On behalf of Tasha K. Schaffner of Schaffner Family Law posted in divorce on Wednesday, September 27, 2017.
Many Kentucky residents believe that their home is the most valuable asset they own. At first glance this may be true, but when things such as taxes, repairs and maintenance — not to mention the mortgage loan payments — are taken into consideration, that number can drop quickly. That may not necessarily mean anything right now, but in a divorce, the true value of the house could be crucial.

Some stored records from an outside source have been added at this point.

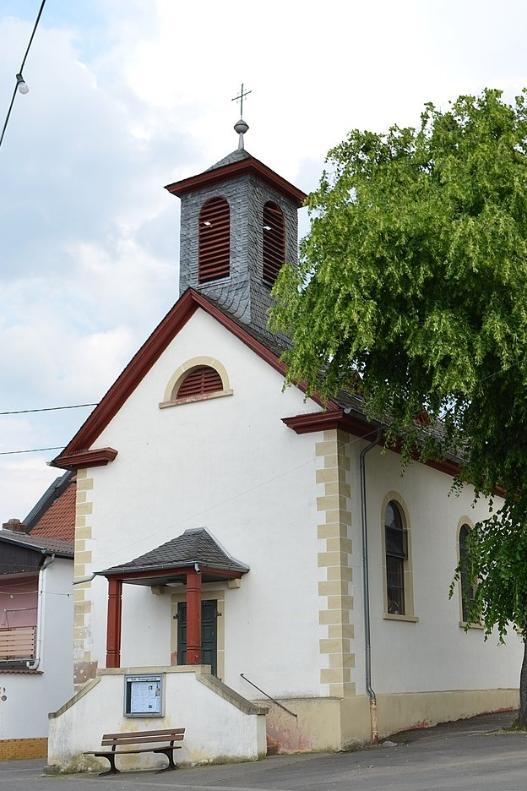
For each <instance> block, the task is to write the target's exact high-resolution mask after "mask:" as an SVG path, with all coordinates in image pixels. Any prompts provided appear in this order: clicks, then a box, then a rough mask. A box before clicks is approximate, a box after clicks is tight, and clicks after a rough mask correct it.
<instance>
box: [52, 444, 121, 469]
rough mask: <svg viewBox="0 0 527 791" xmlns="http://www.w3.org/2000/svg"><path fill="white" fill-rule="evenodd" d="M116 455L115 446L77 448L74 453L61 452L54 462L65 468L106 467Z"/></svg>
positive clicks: (75, 468)
mask: <svg viewBox="0 0 527 791" xmlns="http://www.w3.org/2000/svg"><path fill="white" fill-rule="evenodd" d="M116 456H117V451H116V450H114V449H113V448H95V449H94V450H77V451H74V452H73V453H66V452H64V453H61V454H60V456H58V457H57V458H56V459H55V460H54V461H53V462H52V464H53V465H54V466H55V467H62V468H63V469H65V470H80V469H82V468H83V467H104V466H105V465H106V464H108V462H110V461H113V460H114V459H115V457H116ZM59 462H60V464H59Z"/></svg>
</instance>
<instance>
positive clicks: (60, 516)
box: [31, 477, 77, 541]
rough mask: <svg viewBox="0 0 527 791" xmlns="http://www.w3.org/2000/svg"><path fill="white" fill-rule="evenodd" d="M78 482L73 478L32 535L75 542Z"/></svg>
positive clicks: (37, 522) (34, 526)
mask: <svg viewBox="0 0 527 791" xmlns="http://www.w3.org/2000/svg"><path fill="white" fill-rule="evenodd" d="M76 489H77V487H76V481H75V477H73V478H72V480H71V481H70V483H69V485H68V486H67V488H66V489H65V490H64V492H63V493H62V494H61V495H60V497H57V499H56V500H55V501H54V502H53V503H52V504H51V505H50V506H49V508H48V509H47V510H46V511H45V512H44V513H43V514H42V517H41V518H40V519H39V520H38V522H36V524H35V525H34V527H33V528H32V530H31V535H32V536H34V537H35V538H37V537H38V536H42V537H44V536H46V537H48V538H61V539H63V540H65V541H73V539H74V533H75V495H76Z"/></svg>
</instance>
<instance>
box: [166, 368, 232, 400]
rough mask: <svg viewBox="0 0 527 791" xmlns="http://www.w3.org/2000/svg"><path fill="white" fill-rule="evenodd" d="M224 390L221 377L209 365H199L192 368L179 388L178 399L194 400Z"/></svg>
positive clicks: (214, 369)
mask: <svg viewBox="0 0 527 791" xmlns="http://www.w3.org/2000/svg"><path fill="white" fill-rule="evenodd" d="M218 390H223V382H222V381H221V376H220V375H219V373H218V372H217V371H216V370H215V369H214V368H211V367H210V366H209V365H199V366H197V367H196V368H191V369H190V371H189V372H188V373H187V375H186V376H185V378H184V379H183V381H182V382H181V384H180V385H179V387H178V390H177V393H176V398H192V396H198V395H207V394H208V393H217V392H218Z"/></svg>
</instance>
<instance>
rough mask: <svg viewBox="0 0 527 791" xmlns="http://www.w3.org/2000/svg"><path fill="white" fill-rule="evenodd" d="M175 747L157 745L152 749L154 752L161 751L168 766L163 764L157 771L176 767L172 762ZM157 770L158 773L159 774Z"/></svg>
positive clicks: (172, 769)
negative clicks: (166, 746)
mask: <svg viewBox="0 0 527 791" xmlns="http://www.w3.org/2000/svg"><path fill="white" fill-rule="evenodd" d="M175 749H177V748H174V747H159V748H158V749H156V750H154V752H156V753H163V755H166V757H167V758H168V766H165V768H164V769H160V770H159V772H171V771H172V770H173V769H177V766H176V764H175V763H174V750H175ZM159 772H158V774H159Z"/></svg>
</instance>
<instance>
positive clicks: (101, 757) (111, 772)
mask: <svg viewBox="0 0 527 791" xmlns="http://www.w3.org/2000/svg"><path fill="white" fill-rule="evenodd" d="M100 757H101V758H107V759H108V761H109V762H110V768H109V769H108V771H107V772H100V773H99V777H105V776H106V775H118V774H121V773H120V771H119V769H118V768H117V767H116V765H115V753H106V754H105V755H101V756H100Z"/></svg>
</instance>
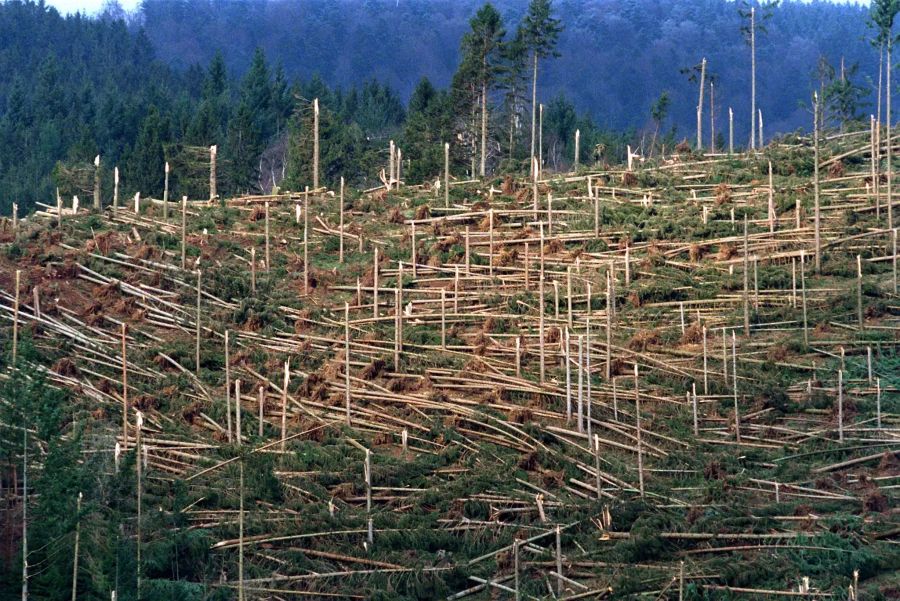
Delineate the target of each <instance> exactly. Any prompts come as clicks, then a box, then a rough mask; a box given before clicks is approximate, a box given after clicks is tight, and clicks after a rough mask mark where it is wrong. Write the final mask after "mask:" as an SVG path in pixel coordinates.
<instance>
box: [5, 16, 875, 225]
mask: <svg viewBox="0 0 900 601" xmlns="http://www.w3.org/2000/svg"><path fill="white" fill-rule="evenodd" d="M482 4H483V2H482V0H453V1H452V2H451V1H442V0H401V1H397V0H366V1H359V0H196V1H195V0H144V2H143V3H142V5H141V7H140V8H139V9H138V10H137V12H136V13H134V14H128V13H125V12H124V11H122V10H121V8H120V7H119V6H118V5H116V4H115V2H111V3H109V4H108V5H107V7H106V8H105V9H104V11H102V12H101V14H99V15H96V16H95V17H91V18H89V17H86V16H82V15H74V16H70V17H62V16H60V15H59V14H58V13H57V11H56V10H55V9H52V8H48V7H46V6H44V5H43V4H42V3H34V2H30V1H29V2H22V1H20V0H11V1H7V2H5V3H2V4H0V40H3V42H2V46H0V72H2V73H4V77H3V78H2V80H0V190H2V191H3V192H2V193H0V211H2V212H3V213H8V212H9V210H10V205H11V203H12V202H15V201H18V202H19V205H20V210H22V211H25V210H27V209H28V208H30V207H33V206H34V202H35V201H41V202H47V203H52V202H54V200H53V199H54V195H55V189H56V188H59V189H60V193H61V194H63V195H72V194H78V193H83V194H87V192H88V190H89V189H90V187H91V186H92V185H93V172H92V167H91V163H92V161H93V159H94V156H95V155H97V154H99V155H100V156H101V157H102V158H101V169H102V170H103V179H102V181H103V187H104V198H107V197H110V196H111V194H112V191H111V186H112V179H113V178H112V176H111V170H112V168H113V167H114V166H118V167H119V169H120V171H121V178H122V188H121V192H122V194H123V195H124V194H132V193H134V192H135V191H140V192H141V193H142V194H144V195H153V196H156V197H159V196H161V194H162V187H163V165H164V163H165V162H166V161H169V162H170V163H171V164H172V182H171V193H172V195H175V196H177V195H180V194H188V195H191V196H194V195H202V190H203V181H204V178H205V175H204V165H203V153H202V149H203V148H205V147H207V146H209V145H212V144H216V145H218V146H219V155H220V157H221V160H222V164H223V168H222V179H223V183H222V185H221V186H220V187H221V190H222V192H223V193H226V194H229V193H236V192H243V191H255V190H264V189H269V188H270V187H271V186H272V185H273V183H275V182H278V183H279V184H282V185H284V186H287V187H300V186H302V185H303V184H305V183H308V180H309V177H308V175H309V174H308V171H309V169H308V166H307V161H305V160H304V158H305V157H307V156H308V154H309V152H311V150H310V149H309V146H310V144H308V140H306V139H305V135H304V133H305V132H307V131H308V129H309V121H310V114H311V110H310V105H309V103H310V101H311V99H312V98H314V97H319V98H321V102H322V104H323V107H324V109H323V110H324V116H323V129H324V131H323V137H324V138H325V139H324V141H323V144H324V146H323V153H324V155H325V156H324V157H323V172H324V173H323V175H324V177H325V179H326V181H327V182H333V181H335V179H336V178H338V177H340V176H341V175H346V176H347V177H348V178H350V179H351V181H353V183H355V184H358V185H375V184H377V182H378V179H377V174H378V171H379V170H380V169H381V168H382V167H383V166H384V165H385V164H386V161H387V159H386V155H387V150H386V149H387V143H388V140H389V139H391V138H396V139H397V140H398V143H399V144H401V145H402V146H403V147H404V148H405V152H404V156H405V157H407V158H408V159H411V161H410V163H409V165H408V167H409V168H408V170H407V172H406V174H407V175H408V176H409V177H410V178H411V179H413V180H423V179H427V178H429V177H433V176H434V175H436V170H438V167H437V165H438V163H439V161H438V160H437V155H438V154H439V153H438V152H437V151H436V149H437V148H438V147H439V143H440V141H441V140H442V139H456V140H459V139H462V138H463V137H464V135H463V133H465V132H463V133H461V132H460V124H459V123H456V122H454V115H456V114H459V113H460V105H461V103H462V104H464V103H465V98H464V97H465V94H461V93H459V92H460V91H461V90H464V88H465V82H462V83H461V81H460V78H461V77H463V76H465V73H462V72H463V71H464V70H465V69H464V64H462V63H464V62H465V61H464V60H463V58H464V57H462V52H461V44H460V41H461V40H462V39H463V36H464V34H466V32H467V31H468V30H469V29H470V22H469V21H470V19H471V18H472V17H473V15H474V14H475V13H476V11H478V9H479V7H480V6H481V5H482ZM494 5H495V6H496V8H497V12H499V14H500V15H501V16H502V20H503V25H504V27H505V30H506V39H510V38H512V37H513V34H514V31H515V29H516V25H517V24H519V23H520V22H521V21H522V17H523V14H524V12H525V10H526V8H527V3H525V2H522V1H519V0H497V1H496V2H494ZM553 11H554V16H555V17H556V18H558V19H559V20H560V22H561V23H562V26H563V29H562V31H561V34H560V35H559V39H558V42H557V44H556V47H555V52H556V53H557V54H558V56H557V57H552V56H551V57H548V59H547V60H543V61H542V62H541V73H540V78H539V83H538V98H539V102H543V103H545V104H546V105H547V112H546V114H545V129H544V140H545V145H544V150H545V161H546V162H547V164H548V165H549V166H550V167H562V166H564V165H567V164H569V163H571V160H572V152H573V151H572V148H571V145H572V142H571V138H572V135H573V133H574V130H575V128H581V130H582V151H583V153H585V156H584V157H583V159H584V160H585V161H586V162H587V161H590V160H592V159H602V160H613V159H621V158H622V156H623V154H624V144H625V143H632V144H634V145H636V146H637V145H640V146H642V147H643V148H644V150H645V151H646V150H647V149H646V144H647V139H648V138H649V137H650V136H653V137H654V138H656V134H657V133H658V135H659V136H660V138H661V139H664V140H668V141H669V142H672V141H676V140H678V139H681V138H691V137H692V136H693V134H694V123H695V112H694V111H695V106H696V99H697V84H696V83H694V82H693V81H690V78H689V77H688V75H686V74H685V73H684V71H685V69H687V68H690V67H692V66H694V65H696V64H697V63H699V61H700V59H701V58H702V57H706V59H707V61H708V75H710V76H712V77H713V81H714V82H715V86H716V94H715V111H716V114H717V115H718V117H717V130H718V132H719V134H720V140H719V141H720V143H721V142H722V138H721V134H722V133H726V132H727V113H728V108H729V107H733V109H734V111H735V137H736V139H737V141H738V143H740V144H741V145H743V144H744V143H745V142H746V139H747V138H748V136H749V127H750V108H749V105H750V99H749V73H750V52H749V48H748V45H747V43H746V41H745V39H744V37H743V35H742V34H741V25H742V19H741V17H740V15H739V13H738V7H737V6H736V4H735V3H734V2H727V1H724V0H557V1H556V2H554V3H553ZM765 26H766V32H760V33H759V40H758V44H757V45H758V62H759V67H758V81H759V92H758V99H759V107H760V108H761V110H762V111H763V114H764V117H765V131H766V133H767V137H769V136H771V135H772V134H774V133H776V132H785V131H791V130H794V129H796V128H800V127H805V126H806V125H807V122H808V121H810V117H809V111H808V108H806V107H805V106H804V105H806V104H808V99H809V96H810V94H811V92H812V90H813V89H817V88H818V87H819V85H820V79H821V78H822V77H824V78H825V79H831V80H833V79H835V78H837V77H839V75H838V74H839V73H840V64H841V61H843V64H844V65H845V70H844V72H845V73H846V74H847V77H848V78H849V79H850V80H851V81H852V82H853V84H854V85H856V86H859V87H860V89H859V90H857V91H856V92H855V93H856V96H858V98H856V100H855V102H853V103H851V104H852V105H853V106H852V107H851V111H852V112H853V113H854V114H855V113H860V112H863V111H866V112H868V111H870V110H874V109H873V102H868V105H869V106H866V104H867V103H866V100H867V99H870V98H871V97H872V96H874V95H873V94H872V93H871V89H872V88H873V87H874V80H875V79H877V71H878V67H877V65H878V50H877V48H875V47H874V46H873V45H872V43H871V38H873V37H874V31H873V30H872V29H870V28H869V27H868V12H867V9H865V8H862V7H858V6H854V5H843V4H840V5H836V4H830V3H824V2H815V3H811V4H807V3H801V2H793V1H789V2H784V3H782V5H781V6H780V7H779V8H778V9H776V10H775V11H774V12H773V14H772V17H771V19H769V20H767V21H766V23H765ZM461 57H462V58H461ZM823 60H824V62H823ZM470 75H471V74H470ZM525 75H527V76H529V77H530V73H529V72H527V69H526V72H525ZM423 77H427V78H428V81H422V78H423ZM501 77H502V75H501V76H498V79H499V78H501ZM519 83H520V84H522V85H520V86H519V88H520V89H519V90H518V93H519V94H520V95H521V96H522V97H523V98H522V99H520V100H519V101H518V102H516V106H517V109H516V110H517V115H516V116H517V117H518V116H523V117H524V121H526V122H527V121H528V120H529V119H530V114H529V110H530V109H528V108H527V106H526V105H527V104H528V97H527V96H528V95H527V94H525V93H523V92H525V91H530V88H528V86H530V79H529V78H528V77H525V78H523V80H522V81H521V82H519ZM504 94H505V92H504V91H503V90H502V89H500V86H499V85H498V86H497V87H496V88H492V92H491V96H490V100H491V105H492V106H497V107H498V109H497V113H498V118H496V119H493V120H492V123H491V128H492V131H491V135H492V140H493V139H496V140H497V142H496V144H494V145H493V146H494V147H496V148H494V150H493V154H494V160H493V162H492V164H493V165H494V166H499V162H500V159H501V158H504V157H505V158H508V159H512V160H513V163H512V164H508V165H504V167H508V168H519V167H521V165H522V161H521V159H523V156H524V155H523V154H522V153H523V152H527V147H526V146H527V140H526V138H527V134H528V132H527V130H528V124H527V123H522V124H519V125H520V127H517V130H516V135H517V139H518V138H519V137H521V140H519V141H520V142H521V141H523V140H524V141H525V142H526V143H524V144H523V143H519V144H518V145H516V146H515V147H513V146H514V145H513V143H512V142H511V143H510V144H508V145H507V147H504V144H506V142H505V140H506V138H507V135H506V133H505V131H504V126H503V123H507V122H510V121H509V120H508V119H507V118H506V117H505V116H500V113H501V105H502V104H504V102H505V100H504ZM506 96H508V94H506ZM661 98H663V99H664V101H665V102H663V103H660V99H661ZM469 100H470V101H471V100H472V99H471V97H470V98H469ZM654 108H655V109H656V110H654ZM660 109H662V110H660ZM706 111H707V115H708V114H709V113H708V111H709V107H707V109H706ZM850 116H854V115H850ZM513 121H514V122H518V120H517V119H514V120H513ZM425 126H427V127H425ZM423 127H424V130H427V131H423ZM706 127H707V128H708V127H709V124H708V117H707V124H706ZM523 130H524V131H523ZM469 133H471V132H469ZM404 134H405V135H404ZM598 146H599V148H600V149H601V150H602V152H600V153H594V154H592V149H596V148H598ZM426 156H430V157H431V159H433V160H431V159H429V160H425V159H422V161H421V162H419V163H417V162H416V160H414V159H419V158H420V157H426ZM525 158H526V161H525V164H526V165H527V157H525ZM469 159H470V157H469V156H468V155H467V151H466V150H464V149H462V148H457V147H454V156H453V161H454V167H455V170H456V171H471V170H472V164H473V162H470V160H469Z"/></svg>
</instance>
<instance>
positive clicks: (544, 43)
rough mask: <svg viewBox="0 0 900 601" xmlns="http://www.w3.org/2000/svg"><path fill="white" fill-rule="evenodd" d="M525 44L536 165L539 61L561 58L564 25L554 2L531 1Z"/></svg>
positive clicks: (532, 129)
mask: <svg viewBox="0 0 900 601" xmlns="http://www.w3.org/2000/svg"><path fill="white" fill-rule="evenodd" d="M522 28H523V31H524V35H525V44H526V46H527V48H528V50H529V52H530V53H531V57H532V63H533V74H532V79H531V162H532V165H533V164H534V157H535V154H534V148H535V140H536V131H537V129H536V128H537V75H538V60H539V59H543V58H547V57H550V56H559V53H557V52H556V43H557V41H558V40H559V34H560V33H561V32H562V23H561V22H560V21H559V19H555V18H553V3H552V0H531V3H530V4H529V5H528V13H527V14H526V15H525V19H524V21H523V22H522Z"/></svg>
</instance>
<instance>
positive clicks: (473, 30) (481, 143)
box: [462, 2, 506, 177]
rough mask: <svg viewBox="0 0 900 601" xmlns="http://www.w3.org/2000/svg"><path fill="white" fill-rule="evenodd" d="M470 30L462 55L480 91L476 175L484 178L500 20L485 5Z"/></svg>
mask: <svg viewBox="0 0 900 601" xmlns="http://www.w3.org/2000/svg"><path fill="white" fill-rule="evenodd" d="M469 25H470V26H471V28H472V30H471V31H470V32H468V33H466V35H465V36H463V41H462V51H463V55H465V56H466V58H464V59H463V61H464V62H466V61H470V62H471V64H472V65H473V66H474V67H475V69H476V73H475V74H474V75H475V77H476V83H477V85H478V87H479V88H480V92H479V100H480V104H481V106H480V112H481V162H480V164H479V168H478V174H479V175H480V176H481V177H484V176H485V170H486V165H487V130H488V102H487V97H488V93H489V92H490V90H491V87H492V86H493V85H494V81H495V79H496V76H497V73H498V70H499V66H498V62H499V54H500V48H501V45H502V40H503V37H504V36H505V35H506V31H505V30H504V29H503V19H502V17H501V16H500V13H498V12H497V9H495V8H494V6H493V5H492V4H491V3H490V2H488V3H486V4H485V5H484V6H482V7H481V8H480V9H479V10H478V12H477V13H476V14H475V16H474V17H472V19H471V20H470V21H469Z"/></svg>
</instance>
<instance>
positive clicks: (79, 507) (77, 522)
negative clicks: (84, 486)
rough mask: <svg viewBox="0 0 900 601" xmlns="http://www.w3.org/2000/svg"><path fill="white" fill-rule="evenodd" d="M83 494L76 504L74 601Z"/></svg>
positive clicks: (76, 593) (80, 494) (77, 581)
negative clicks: (81, 504) (81, 503)
mask: <svg viewBox="0 0 900 601" xmlns="http://www.w3.org/2000/svg"><path fill="white" fill-rule="evenodd" d="M81 496H82V495H81V493H78V501H76V503H75V554H74V556H73V559H72V601H76V600H77V598H78V543H79V542H80V541H81Z"/></svg>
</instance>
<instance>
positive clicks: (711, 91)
mask: <svg viewBox="0 0 900 601" xmlns="http://www.w3.org/2000/svg"><path fill="white" fill-rule="evenodd" d="M709 151H710V152H711V153H715V152H716V84H715V83H713V82H709Z"/></svg>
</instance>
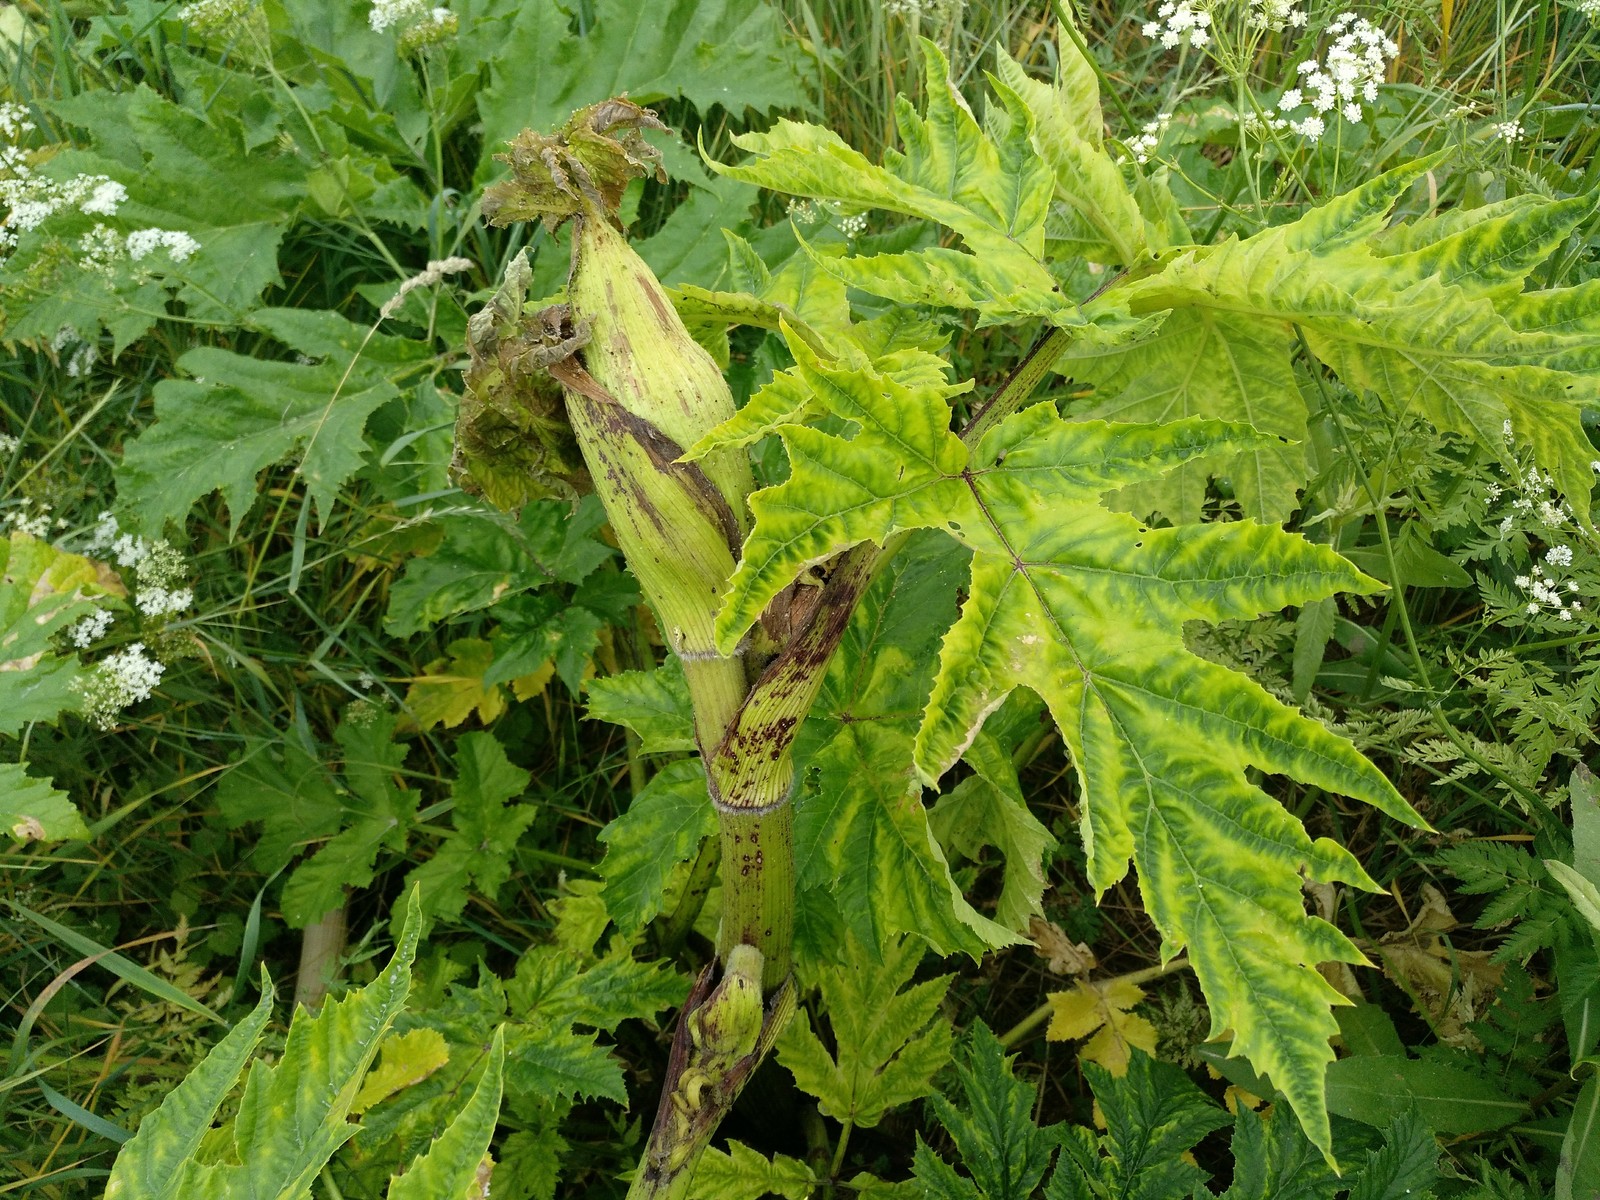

Many people would risk going to court in order to keep the house without truly understanding what keeping it would mean. Meeting the mortgage loan and tax payments may not have been much of an issue during the marriage, but after a divorce, when the same income must now support two households, it could be an issue. The same could be said for a busted water heater or a broken air conditioner. Making those repairs during the marriage may have been somewhat of a challenge, but after the divorce, it may be nearly impossible.
To make matters even worse, some Kentucky residents might consider giving up a portion of other assets in order to have the marital home. An asset that has the same worth on paper may actually be worth more after all of the expenses of owning a home are taken into consideration. People may contribute to retirement accounts voluntarily, but the account is not foreclosed if contributions are not made regularly.
Of course, all of this assumes that the party keeping the home will be able to obtain financing without the benefit of the other party’s income. It may not always be the best idea to keep the marital home in a divorce. Before making any decisions that could lead to regret in the (near) future, it may be beneficial to sit down and calculate what the true cost of keeping the home would be.